Parmi les défis sociétaux qui attentent les industriels et les entreprises tertiaires figurent : réduire l’empreinte carbone de leurs activités, réduire leur consommation d’énergie et développer l’autonomie énergétique. Les acteurs du territoire et du secteur de la construction et de l’habitat ont quant à eux la mission de développer les énergies renouvelables et réduire l’impact carbone de l’habitat – qui représentait 22% des émissions de gaz à effet de serre en 2018 en France. Pour cela, les matériaux permettant de réduire l’impact carbone des nouveaux logements et bâtiments doivent être privilégiés. D’autres défis associés au développement des énergies renouvelables nous attendent, comme la question du partage de l’énergie au travers des smart grids. Il va aussi falloir adapter nos usages et nos modes de consommations à ces nouvelles énergies seulement disponibles par intermittence.

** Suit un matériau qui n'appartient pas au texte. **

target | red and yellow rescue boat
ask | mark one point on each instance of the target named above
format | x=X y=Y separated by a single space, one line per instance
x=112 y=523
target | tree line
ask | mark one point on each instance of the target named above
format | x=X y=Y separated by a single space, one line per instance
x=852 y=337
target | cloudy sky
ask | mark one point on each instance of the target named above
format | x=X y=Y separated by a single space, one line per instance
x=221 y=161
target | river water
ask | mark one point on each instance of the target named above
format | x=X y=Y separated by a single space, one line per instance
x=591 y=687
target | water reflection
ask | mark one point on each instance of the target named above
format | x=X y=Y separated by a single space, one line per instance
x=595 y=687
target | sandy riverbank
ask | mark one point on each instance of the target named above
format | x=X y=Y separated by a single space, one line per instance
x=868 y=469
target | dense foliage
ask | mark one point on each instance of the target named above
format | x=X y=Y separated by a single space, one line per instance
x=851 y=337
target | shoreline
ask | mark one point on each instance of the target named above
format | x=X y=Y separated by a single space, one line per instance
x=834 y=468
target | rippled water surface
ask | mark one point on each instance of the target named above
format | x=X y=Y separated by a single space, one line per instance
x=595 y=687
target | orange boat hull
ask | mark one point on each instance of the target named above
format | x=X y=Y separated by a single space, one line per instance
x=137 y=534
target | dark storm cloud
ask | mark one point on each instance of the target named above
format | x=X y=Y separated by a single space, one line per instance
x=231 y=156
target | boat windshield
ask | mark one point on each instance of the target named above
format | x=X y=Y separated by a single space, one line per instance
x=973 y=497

Quels rôles vont jouer les énergies solaires dans l’atteinte de ces objectifs selon vous ?

Les énergies solaires sont en plein boom et tous les acteurs en place ont bien compris l’importance de miser dorénavant sur cette énergie d’avenir pour préserver la planète. De plus en plus d’applications sont d’ailleurs l’objet de projets d’expérimentations photovoltaïques et d’investissements à grande échelle pour améliorer l’efficience énergétique des villes et des bâtiments dans tous les secteurs économiques. De plus, la réglementation environnementale (RE2020) imposera bientôt en France de réaliser des projets de construction à énergie passive ou positive (E+) et de garantir que ces constructions aient un impact carbone réduit (C-). Cette volonté est d’ailleurs partagée au-delà des frontières de l’hexagone. L’énergie solaire s’impose de plus en plus comme une source d’économie et de production d’énergie idéale ! Je pense que cette prise de conscience environnementale est une belle opportunité de considérer l’énergie autrement que comme une dépense pure et simple mais dorénavant comme un levier d’innovation et de gains aussi bien énergétiques que financiers.

Quelles sont les challenges à relever pour que les films OPV fleurissent dans le paysage des énergies solaires, actuellement dominé par les panneaux solaires ?

Tous les laboratoires de recherche à travers le monde développent depuis quelques années de nouvelles technologies photovoltaïques toujours plus performantes et ingénieuses. Ces innovations vont faciliter l’accès à cette énergie verte et accélérer son déploiement dans de nombreuses applications et divers matériaux. Cette nouvelle technologie est en effet très différenciante aussi bien sur le plan technique que sur le plan environnemental. De belles perspectives se présentent pour l’OPV ces prochaines années. Les perspectives d’amélioration du rendement énergétique et la conviction des industriels dans le potentiel de cette technologie constituent des indices de confiance évidents. Le groupe ARMOR a fait le choix d’investir dès 2010 dans le développement de cette technologie disruptive car ses atouts environnementaux sont totalement cohérents avec la politique d’innovation sociétale au cœur de notre stratégie.